The Red Center Wonders – Australia

From Darwin, after a two-hours flight, we reached the Red Center and, as we landed, we understood why people call it so. The landscape is desert, there is nothing but rocks and red dirt. In the middle of nothing stands Alice Springs, one of the most famous Australian Outback towns; from here several tours allow you to explore the surrounding areas, including the famous Uluru (Ayers Rock).

There is something to suit every desire, and we chose the Rock tour (therocktour.com.au/), meant for the very adventurous travelers. It is a tour where you can camp, actively participate in collecting firewood, cooking and all that you need to do. Also you have to sleep in open-air sleeping bags, arranged in a circle around the fire, surrounded by nothing but the desert and under a wonderful sky filled with stars. I know that it sounds very romantic, but when it’s zero degrees out there, romanticism disappears and only the raw reality of the freezing cold remains. But we survived, and we are here to tell it to you.

The stops we made during the tour were Kings Canyon, Uluru and Kata Tjuta.

Located about halfway between Alice Spring and Uluru, Kings Canyon is an ancient formation of steep red rock walls, which stand out above a dense palm forest. The steep walls of Kings Canyon have formed in millions of years of erosion of small cracks in the rock. The 6-kilometer long Kings Canyon Rim Walk takes about 3-4 hours. The route offers spectacular views of the gorges below and of the surrounding landscapes. Going down the canyon you will find the Garden of Eden, a permanent natural pool surrounded by green vegetation. Later on, you might be able to admire the unusual rock formations eroded at the time of the Lost City.

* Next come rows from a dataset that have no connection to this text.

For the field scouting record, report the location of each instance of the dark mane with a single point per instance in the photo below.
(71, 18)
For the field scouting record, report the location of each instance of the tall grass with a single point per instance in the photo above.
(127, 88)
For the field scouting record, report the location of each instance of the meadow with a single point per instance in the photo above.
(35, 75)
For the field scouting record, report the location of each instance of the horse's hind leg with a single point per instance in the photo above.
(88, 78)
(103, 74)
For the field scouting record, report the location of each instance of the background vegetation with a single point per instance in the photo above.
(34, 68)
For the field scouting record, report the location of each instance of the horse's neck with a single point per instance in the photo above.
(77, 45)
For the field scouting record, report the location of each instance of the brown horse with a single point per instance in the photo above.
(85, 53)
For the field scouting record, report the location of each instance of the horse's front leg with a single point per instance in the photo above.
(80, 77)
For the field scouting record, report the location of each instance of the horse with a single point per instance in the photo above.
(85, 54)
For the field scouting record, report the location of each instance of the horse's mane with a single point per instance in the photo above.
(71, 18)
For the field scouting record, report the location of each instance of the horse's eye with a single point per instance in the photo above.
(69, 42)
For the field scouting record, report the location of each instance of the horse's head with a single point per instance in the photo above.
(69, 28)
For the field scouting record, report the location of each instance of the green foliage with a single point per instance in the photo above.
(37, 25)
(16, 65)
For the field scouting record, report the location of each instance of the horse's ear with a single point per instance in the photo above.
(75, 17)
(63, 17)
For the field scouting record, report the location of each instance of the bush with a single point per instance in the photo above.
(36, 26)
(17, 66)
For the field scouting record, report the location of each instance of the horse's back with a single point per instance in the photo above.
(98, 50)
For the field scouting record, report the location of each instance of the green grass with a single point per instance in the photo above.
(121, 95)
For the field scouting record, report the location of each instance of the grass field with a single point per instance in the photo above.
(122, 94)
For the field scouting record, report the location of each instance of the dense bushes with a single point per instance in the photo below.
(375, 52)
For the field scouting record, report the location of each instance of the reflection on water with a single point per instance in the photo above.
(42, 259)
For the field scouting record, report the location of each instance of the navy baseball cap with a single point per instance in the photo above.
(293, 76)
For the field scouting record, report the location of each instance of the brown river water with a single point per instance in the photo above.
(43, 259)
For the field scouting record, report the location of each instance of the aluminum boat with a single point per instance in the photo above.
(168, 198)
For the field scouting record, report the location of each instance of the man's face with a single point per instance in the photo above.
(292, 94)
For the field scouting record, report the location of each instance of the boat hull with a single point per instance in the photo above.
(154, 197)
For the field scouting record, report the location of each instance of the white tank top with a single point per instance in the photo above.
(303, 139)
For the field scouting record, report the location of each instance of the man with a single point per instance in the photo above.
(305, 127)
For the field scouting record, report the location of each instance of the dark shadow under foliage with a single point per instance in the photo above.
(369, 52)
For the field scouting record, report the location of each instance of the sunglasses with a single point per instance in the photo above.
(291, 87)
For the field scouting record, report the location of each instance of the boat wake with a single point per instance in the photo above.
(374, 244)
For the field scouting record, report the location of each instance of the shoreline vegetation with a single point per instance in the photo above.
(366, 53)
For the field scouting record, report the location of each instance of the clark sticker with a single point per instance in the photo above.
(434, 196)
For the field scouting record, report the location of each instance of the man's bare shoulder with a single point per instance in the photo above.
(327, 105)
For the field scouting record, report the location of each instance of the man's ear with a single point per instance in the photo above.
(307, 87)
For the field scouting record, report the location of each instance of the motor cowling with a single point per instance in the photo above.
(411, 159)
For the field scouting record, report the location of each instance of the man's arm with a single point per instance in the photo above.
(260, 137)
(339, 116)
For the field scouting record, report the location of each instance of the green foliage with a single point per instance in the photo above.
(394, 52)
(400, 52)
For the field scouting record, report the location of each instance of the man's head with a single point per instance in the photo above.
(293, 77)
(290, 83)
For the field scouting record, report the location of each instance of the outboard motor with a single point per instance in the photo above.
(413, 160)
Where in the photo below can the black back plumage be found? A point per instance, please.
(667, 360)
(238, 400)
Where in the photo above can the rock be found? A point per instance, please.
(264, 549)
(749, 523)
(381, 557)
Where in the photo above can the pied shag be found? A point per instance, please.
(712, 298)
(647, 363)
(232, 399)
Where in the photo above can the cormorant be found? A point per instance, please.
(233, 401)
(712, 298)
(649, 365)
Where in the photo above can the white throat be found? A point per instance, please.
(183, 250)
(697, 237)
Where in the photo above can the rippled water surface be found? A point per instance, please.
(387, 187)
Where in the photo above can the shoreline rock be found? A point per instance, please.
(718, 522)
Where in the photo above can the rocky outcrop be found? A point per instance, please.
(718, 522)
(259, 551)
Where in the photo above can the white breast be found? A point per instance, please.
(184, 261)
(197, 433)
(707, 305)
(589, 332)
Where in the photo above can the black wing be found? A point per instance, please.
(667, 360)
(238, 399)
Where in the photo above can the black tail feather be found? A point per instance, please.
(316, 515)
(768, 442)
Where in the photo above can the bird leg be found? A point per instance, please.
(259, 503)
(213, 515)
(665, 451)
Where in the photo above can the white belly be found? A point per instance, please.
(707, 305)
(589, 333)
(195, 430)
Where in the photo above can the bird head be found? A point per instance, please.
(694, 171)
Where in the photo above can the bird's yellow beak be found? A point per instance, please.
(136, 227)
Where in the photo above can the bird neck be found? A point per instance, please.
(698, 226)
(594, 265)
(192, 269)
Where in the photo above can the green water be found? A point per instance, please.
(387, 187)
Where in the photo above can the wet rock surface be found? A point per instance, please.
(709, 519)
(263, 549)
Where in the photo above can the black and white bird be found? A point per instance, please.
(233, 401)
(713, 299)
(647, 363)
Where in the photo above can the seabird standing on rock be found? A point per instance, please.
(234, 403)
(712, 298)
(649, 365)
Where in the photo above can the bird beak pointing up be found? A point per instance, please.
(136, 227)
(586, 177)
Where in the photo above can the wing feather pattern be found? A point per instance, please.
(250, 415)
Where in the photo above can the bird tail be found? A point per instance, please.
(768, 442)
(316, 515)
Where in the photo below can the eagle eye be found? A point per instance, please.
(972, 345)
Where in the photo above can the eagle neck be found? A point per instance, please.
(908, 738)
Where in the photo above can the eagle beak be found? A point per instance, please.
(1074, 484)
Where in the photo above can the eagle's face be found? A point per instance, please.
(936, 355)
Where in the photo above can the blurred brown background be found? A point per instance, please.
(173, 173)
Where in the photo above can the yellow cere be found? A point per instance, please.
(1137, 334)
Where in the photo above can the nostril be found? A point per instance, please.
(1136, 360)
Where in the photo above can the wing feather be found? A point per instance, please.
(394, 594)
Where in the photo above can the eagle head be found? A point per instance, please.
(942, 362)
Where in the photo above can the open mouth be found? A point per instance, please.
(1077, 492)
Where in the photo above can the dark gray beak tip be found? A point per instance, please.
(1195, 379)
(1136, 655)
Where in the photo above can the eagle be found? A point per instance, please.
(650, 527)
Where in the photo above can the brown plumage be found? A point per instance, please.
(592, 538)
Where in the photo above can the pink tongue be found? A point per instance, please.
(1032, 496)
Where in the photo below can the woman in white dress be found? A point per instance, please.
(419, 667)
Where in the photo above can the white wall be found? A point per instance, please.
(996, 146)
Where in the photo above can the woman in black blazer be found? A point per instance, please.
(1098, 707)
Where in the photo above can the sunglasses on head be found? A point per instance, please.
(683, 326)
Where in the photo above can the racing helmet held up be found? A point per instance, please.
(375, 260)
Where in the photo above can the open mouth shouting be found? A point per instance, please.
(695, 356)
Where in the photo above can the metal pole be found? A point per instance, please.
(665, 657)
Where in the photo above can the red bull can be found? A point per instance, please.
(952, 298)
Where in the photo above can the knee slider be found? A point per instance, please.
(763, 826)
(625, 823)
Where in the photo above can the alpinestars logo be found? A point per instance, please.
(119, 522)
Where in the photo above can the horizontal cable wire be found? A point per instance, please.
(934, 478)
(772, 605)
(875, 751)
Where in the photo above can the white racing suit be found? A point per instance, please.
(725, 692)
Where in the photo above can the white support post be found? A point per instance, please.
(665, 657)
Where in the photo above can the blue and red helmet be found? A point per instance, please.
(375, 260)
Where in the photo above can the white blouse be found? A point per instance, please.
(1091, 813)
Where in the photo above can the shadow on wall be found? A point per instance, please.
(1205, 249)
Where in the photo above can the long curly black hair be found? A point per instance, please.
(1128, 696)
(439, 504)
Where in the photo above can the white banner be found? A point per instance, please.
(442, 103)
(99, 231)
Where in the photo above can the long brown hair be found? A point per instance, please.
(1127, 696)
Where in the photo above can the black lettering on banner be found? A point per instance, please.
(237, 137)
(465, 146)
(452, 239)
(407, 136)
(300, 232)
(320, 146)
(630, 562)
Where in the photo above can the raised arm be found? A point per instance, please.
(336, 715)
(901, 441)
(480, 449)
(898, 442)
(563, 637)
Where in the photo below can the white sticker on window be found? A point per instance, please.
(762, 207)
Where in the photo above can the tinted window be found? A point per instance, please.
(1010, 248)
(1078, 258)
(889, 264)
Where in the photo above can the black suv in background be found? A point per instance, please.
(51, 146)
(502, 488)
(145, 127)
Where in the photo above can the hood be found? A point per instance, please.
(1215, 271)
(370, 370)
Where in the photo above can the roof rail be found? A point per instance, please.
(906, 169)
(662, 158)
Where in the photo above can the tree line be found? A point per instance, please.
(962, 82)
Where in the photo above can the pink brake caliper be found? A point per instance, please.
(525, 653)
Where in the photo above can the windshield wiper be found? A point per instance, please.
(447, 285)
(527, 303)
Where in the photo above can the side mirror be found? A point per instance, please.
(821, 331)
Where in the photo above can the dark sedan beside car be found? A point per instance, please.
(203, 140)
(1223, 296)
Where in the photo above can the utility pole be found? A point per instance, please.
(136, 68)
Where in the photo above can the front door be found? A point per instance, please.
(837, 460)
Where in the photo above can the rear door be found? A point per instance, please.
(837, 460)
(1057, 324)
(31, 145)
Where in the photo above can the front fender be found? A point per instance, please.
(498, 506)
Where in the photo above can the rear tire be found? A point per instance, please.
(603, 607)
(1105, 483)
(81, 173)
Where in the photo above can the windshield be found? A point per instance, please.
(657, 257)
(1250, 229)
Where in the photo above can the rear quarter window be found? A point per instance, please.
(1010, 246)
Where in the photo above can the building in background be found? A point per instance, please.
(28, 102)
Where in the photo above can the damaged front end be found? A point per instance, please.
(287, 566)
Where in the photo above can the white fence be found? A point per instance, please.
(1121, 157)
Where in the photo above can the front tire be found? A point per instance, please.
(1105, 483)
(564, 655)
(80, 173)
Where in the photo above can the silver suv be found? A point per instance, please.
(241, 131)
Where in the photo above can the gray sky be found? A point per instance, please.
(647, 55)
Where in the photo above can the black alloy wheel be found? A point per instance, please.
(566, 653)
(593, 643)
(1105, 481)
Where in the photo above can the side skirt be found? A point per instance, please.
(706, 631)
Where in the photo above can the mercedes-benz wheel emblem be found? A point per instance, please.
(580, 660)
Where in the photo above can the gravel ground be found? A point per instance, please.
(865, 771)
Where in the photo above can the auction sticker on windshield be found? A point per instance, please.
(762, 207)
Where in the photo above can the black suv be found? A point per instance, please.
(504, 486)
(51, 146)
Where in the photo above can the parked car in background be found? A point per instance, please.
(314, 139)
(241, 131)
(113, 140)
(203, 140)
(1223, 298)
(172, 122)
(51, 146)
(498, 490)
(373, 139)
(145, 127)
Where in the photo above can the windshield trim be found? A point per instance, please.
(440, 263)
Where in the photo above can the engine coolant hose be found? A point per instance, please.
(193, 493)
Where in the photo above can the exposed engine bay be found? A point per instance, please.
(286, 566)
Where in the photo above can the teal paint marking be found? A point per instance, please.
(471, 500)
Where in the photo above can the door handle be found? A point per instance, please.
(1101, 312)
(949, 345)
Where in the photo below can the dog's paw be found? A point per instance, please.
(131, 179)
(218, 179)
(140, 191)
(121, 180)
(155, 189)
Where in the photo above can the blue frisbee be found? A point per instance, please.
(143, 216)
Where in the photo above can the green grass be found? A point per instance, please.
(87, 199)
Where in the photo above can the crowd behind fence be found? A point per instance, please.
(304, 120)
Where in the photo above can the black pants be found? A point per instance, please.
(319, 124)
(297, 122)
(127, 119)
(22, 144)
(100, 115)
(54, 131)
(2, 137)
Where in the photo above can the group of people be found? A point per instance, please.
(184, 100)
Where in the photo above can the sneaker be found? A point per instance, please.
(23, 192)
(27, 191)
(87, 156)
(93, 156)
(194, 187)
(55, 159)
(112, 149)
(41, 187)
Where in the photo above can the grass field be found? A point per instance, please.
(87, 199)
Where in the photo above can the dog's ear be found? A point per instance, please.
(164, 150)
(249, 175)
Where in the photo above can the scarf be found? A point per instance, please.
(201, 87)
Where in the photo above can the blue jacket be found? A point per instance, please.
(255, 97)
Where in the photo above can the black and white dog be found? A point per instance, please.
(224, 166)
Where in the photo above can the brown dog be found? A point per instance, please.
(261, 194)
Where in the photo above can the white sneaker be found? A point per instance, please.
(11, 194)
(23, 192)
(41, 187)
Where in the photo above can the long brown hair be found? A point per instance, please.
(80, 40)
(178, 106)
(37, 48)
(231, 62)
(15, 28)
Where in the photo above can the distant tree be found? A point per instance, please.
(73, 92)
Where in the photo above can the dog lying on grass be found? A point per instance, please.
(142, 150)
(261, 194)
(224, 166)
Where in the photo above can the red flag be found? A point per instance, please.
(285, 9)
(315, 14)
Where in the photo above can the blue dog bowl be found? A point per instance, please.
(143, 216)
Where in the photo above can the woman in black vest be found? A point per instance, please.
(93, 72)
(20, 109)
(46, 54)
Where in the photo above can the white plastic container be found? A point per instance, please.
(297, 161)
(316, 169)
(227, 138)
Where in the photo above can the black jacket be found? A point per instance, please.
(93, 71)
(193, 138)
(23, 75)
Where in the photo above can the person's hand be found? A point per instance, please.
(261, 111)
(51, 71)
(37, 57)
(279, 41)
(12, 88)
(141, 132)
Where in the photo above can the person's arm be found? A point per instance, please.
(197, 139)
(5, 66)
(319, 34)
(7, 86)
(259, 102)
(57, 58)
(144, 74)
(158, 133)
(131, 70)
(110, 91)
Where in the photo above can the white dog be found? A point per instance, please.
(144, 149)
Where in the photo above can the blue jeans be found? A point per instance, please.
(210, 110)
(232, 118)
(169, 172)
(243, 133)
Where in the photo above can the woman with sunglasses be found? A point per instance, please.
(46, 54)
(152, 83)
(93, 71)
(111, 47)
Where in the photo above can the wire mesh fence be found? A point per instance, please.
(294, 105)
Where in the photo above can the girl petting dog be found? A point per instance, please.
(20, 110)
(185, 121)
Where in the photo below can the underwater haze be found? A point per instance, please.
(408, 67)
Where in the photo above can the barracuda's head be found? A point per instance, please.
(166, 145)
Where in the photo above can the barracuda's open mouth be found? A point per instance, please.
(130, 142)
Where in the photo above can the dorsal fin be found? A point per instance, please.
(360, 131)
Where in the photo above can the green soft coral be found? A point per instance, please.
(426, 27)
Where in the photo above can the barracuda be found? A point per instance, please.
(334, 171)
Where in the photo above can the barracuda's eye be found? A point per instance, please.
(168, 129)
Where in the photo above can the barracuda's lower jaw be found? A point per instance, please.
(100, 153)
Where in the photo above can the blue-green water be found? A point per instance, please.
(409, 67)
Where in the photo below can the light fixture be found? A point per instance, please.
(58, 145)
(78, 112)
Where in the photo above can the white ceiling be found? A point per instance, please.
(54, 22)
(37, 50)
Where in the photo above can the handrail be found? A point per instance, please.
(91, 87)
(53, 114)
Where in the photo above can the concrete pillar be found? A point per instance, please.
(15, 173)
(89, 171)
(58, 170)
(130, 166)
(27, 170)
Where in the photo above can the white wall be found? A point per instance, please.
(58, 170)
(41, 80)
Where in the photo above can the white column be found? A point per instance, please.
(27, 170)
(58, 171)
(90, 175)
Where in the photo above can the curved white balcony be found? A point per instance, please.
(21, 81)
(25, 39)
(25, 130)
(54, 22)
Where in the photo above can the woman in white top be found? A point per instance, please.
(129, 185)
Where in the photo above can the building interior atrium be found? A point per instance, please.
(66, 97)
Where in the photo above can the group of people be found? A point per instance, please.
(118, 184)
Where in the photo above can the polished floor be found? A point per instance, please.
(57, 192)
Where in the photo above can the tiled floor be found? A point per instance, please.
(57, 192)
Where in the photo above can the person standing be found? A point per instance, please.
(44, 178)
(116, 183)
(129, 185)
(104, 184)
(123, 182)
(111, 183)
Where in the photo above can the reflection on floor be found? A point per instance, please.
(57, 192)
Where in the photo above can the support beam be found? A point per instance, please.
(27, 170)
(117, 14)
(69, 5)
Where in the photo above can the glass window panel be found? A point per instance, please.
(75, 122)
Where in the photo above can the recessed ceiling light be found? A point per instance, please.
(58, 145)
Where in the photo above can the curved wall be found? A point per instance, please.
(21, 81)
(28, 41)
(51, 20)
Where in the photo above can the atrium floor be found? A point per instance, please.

Finally we saw Uluru: the most photographed monolith in the world and one of the most popular symbols of Australia. More precisely, it is a part of a much larger and mainly underground monolithic rock formation that also includes the Kata Tjuta and Mount Connor. A remarkable feature of the massif is the way in which it seems to change its color during different times of the day, from sunrise and to sunset. These color effects are due to the minerals of the rock.

Uluru has a special role in the mythology of dreamtime (or tjukurpa) of the local populations. Since it is considered as a sacred place for local aborigines, tourists are repeatedly forbidden to climb the mountain. Actually, in addition to the sacred reasons, there are also others such as those relating to safety issues and the environment. Despite the presence of a sort of handrail that starts only after an exhausting portion of climbing, the massif surface is extremely smooth and, as you go up, both the wind and the possibility of having a heatstroke increase. After about an hour of climbing, there are no toilets at the top, so all residuals left by tourists tend to slip down during the rainy season, thus ruining the ecosystem below. But many of the tourists who visit the site don’t care about it, and in the utmost indifference they go up with no respect for the value and the sacredness that the locals reserve for this rock.

At 25 kilometers far from Uluru, we visited the Kata Tjuta mountains (literally “many heads”), which are part of the same rock formation and have a similar red color.